What was boring but essential
Idempotency. Every proposal carries a deterministic key derived from the items it touches: the invoice IDs, the payment ID, the resolution type. Run the agent twice on the same stuck item and you get the same proposal key, and the system refuses to create a second one. This sounds like a footnote. It is the thing that lets you re-run the whole pipeline after a crash, or after you improved a prompt, without doubling up on resolutions or, worse, double-posting to a ledger. An agent that loops and calls tools will get interrupted. Plan for the retry, not the happy path.

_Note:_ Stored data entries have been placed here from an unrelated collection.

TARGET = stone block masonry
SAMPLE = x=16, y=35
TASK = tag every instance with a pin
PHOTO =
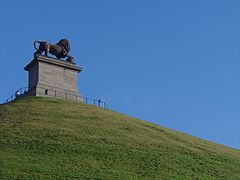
x=53, y=77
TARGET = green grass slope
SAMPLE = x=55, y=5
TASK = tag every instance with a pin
x=46, y=138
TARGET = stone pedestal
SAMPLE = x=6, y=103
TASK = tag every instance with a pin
x=53, y=77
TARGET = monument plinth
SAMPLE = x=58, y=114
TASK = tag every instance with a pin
x=53, y=77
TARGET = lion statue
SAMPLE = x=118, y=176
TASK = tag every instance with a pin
x=60, y=50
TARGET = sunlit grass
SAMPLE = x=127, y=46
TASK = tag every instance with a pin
x=51, y=138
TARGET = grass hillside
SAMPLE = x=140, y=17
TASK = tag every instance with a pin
x=46, y=138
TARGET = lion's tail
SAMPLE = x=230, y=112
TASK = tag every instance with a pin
x=35, y=44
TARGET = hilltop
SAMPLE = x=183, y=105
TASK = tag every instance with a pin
x=51, y=139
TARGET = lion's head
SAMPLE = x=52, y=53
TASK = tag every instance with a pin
x=64, y=43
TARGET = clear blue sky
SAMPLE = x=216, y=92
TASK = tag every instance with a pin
x=174, y=63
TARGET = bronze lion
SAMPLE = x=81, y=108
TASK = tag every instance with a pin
x=60, y=50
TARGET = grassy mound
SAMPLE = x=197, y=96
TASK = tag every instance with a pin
x=53, y=139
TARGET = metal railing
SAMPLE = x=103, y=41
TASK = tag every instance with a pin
x=50, y=91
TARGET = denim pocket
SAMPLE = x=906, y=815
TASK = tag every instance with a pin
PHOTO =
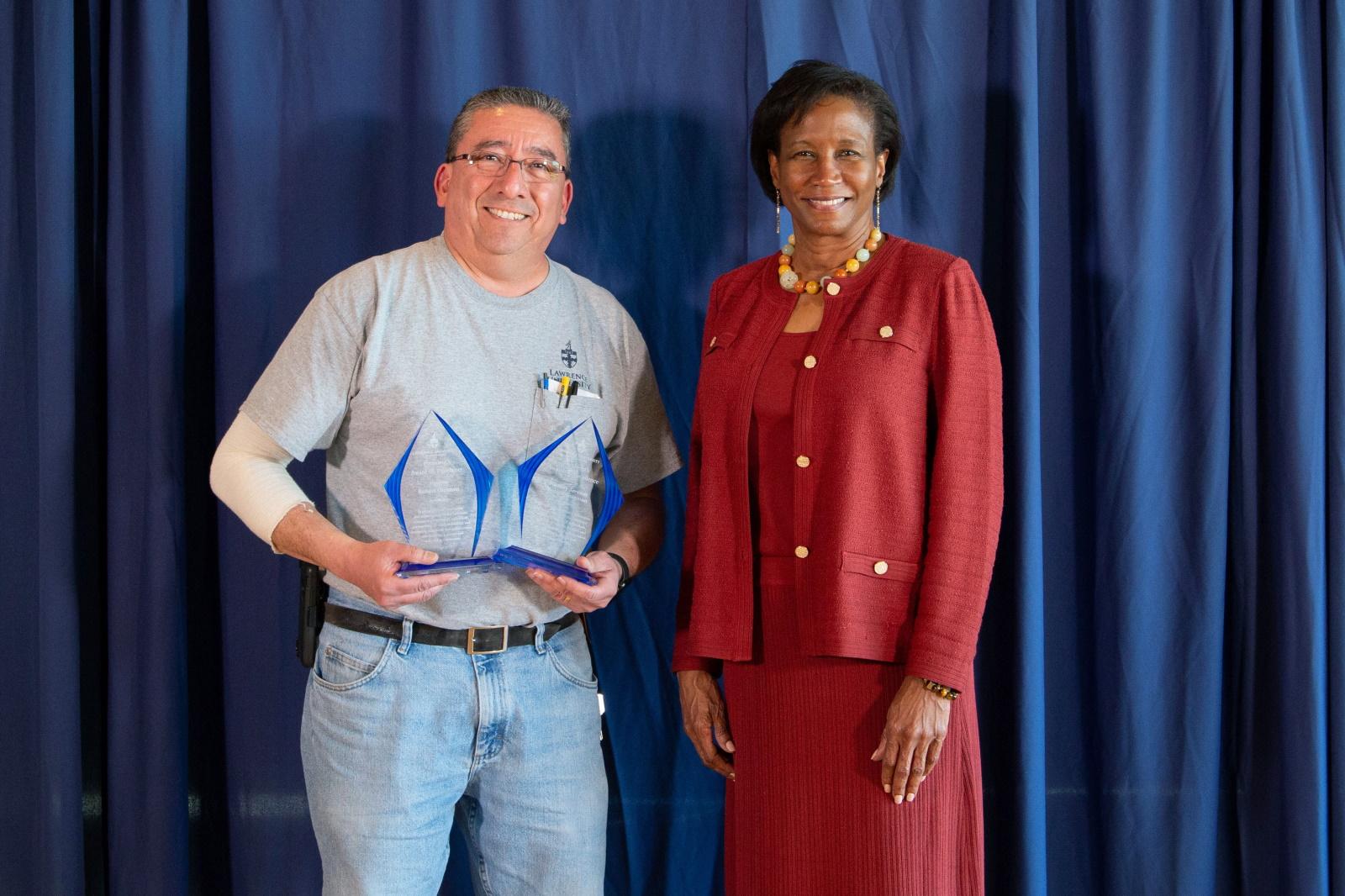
x=347, y=660
x=571, y=656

def resolution_key(proposal):
# Same stuck item + same fix must always hash the same, so a retry
# (or a re-run after we tweak the prompt) can't create a second
# proposal or, god forbid, post the cash twice.
parts = (
proposal.customer_id,
tuple(sorted(proposal.invoice_ids)),
proposal.payment_id,
proposal.resolution_type, # apply | short_pay | credit | writeoff
round(proposal.amount_cents), # cents, never floats near money
)
return hashlib.sha256(repr(parts).encode()).hexdigest()
def propose(stuck_item, evidence):
draft = agent.draft_resolution(stuck_item, evidence)
key = resolution_key(draft)
existing = store.get_proposal(key)
if existing:
return existing # already proposed; do not duplicate
return store.put_proposal(key, draft, status="awaiting_approval")
The other boring essential is the audit trail, and in regulated finance it is not optional. Every proposal records exactly which documents the agent retrieved, the matcher’s score, the model’s stated reasoning, who approved it, and when. Not a log line. A first-class record you can put in front of an auditor and a regulator. When the agent proposes applying a payment across three invoices with a credit, the approver sees the remittance email, the contract clause that justifies the credit, and the model’s allocation, all on one screen. The human is not rubber-stamping a black box. They are checking a worked answer against the evidence the system already pulled.
That is the whole design philosophy, really. The agent does the reading and the arithmetic of finding candidates. The human keeps the judgment and the signature. Drawing that line in the right place is most of the work.
def post_resolution(key, approver):
proposal = store.get_proposal(key)
if proposal.status != "awaiting_approval":
raise StaleProposal(key) # someone got here first
if not approver.can_post(proposal.amount_cents):
raise NeedsHigherApproval(proposal.amount_cents)
with ledger.transaction() as txn:
txn.apply(proposal.entries, idempotency_key=key) # key again here
audit.record(
proposal=proposal,
retrieved_docs=proposal.evidence_ids, # what the agent read
model_reasoning=proposal.reasoning,
approved_by=approver.id,
)
store.mark_posted(key)
What I would tell someone building this
Do not start with the agent. Start with the boring half. Get the normalization, the idempotency keys, and the audit record right while the matcher is still dumb if-statements, because those are the parts that are expensive to retrofit and impossible to fake in front of a regulator. The agent is the easy thing to add last, on top of a system that already cannot double-post and already remembers everything it did.
And resist the urge to let the agent close the loop. Every quarter someone asks why a person still has to approve, since the agent is right most of the time. Most of the time is exactly the problem. The cases where it is wrong are the cases where money goes to the wrong place and a customer relationship pays for it. The human in the loop is not there because the agent is bad. The human is there because the downside is asymmetric, and no eval number I can show you changes that math.